"Saya masih belum berhenti terkejut dengan hasil ini. Kita telah mempelajari masalah ini selama lebih dari 50 tahun dan hasil analisis ini membuat kita harus berpikir kembali," ungkap Mersini-Houghton.
Lubang hitam secara sederhana bisa didefinisikan sebagai sebuah obyek dengan gravitasi kuat di alam semesta. Tak ada satu pun yang bisa lari ketika sudah dipengaruhi gravitasi lubang hitam, termasuk cahaya.
Selama puluhan tahun, ilmuwan berpandangan bahwa lubang hitam terbentuk ketika sebuah bintang mengalami kolaps menjadi cuma sebuah titik di alam semesta, disebut singularitas. Bayangkan Bumi tiba-tiba mengecil menjadi hanya sebesar kacang.

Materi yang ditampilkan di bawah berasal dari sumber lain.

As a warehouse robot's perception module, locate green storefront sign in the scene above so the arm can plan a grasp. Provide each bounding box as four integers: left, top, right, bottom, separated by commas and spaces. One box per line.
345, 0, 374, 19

Saat lubang hitam terbentuk, ada semacam batas luar yang disebut horison peristiwa. Apa pun yang melewati batas itu akan dimakan oleh lubang hitam, tak akan bisa kembali atau lari. Batas itu kerap disebut "point of no return."
Kesimpulan bahwa lubang hitam tak ada didasarkan atas sanggahan Mersini-Houghton pada hasil riset Stephen Hawking pada 1974. Hasil riset itu menyatakan bahwa lubang hitam mengemisikan radiasi.
Mersini-Houghton setuju dengan Hawking. Ketika bintang kolaps, maka dia akan mengemisikan radiasi. Namun, lewat matematika, ia lalu menemukan bahwa saat bintang mengemisikan radiasi, maka bintang itu juga akan kehilangan massa.
Kehilangan massa akan memperkecil densitas bintang yang kolaps. Kalau itu terus terjadi hingga densitas sangat kecil, maka lubang hitam dan horison peristiwa tidak akan bisa terbentuk.
Mengetahui bahwa lubang hitam tidak akan bisa terbentuk lewat proses yang selama ini diyakini, Mersini-Houghton seperti dikutip dalam rilis University of North Carolina pada selasa 923/9/2014), kemudian menyatakan bahwa lubang hitam tidak ada.
Mersini-Houghton mengatakan bahwa eksperimen bisa saja dilakukan untuk membuktikan ada tidaknya lubang hitam. Namun, ia mengatakan bahwa secara matematis sudah konklusif. Lubang hitam tak ada.
Banyak astronom berpikir bahwa alam semesta berasal dari sebuah singularitas yang mulai mengembang dan diikuti Big Bang. Namun, dengan tak adanya singularitas, maka astronom harus berpikir ulang tentang pandangan mereka tentang asal usul semesta.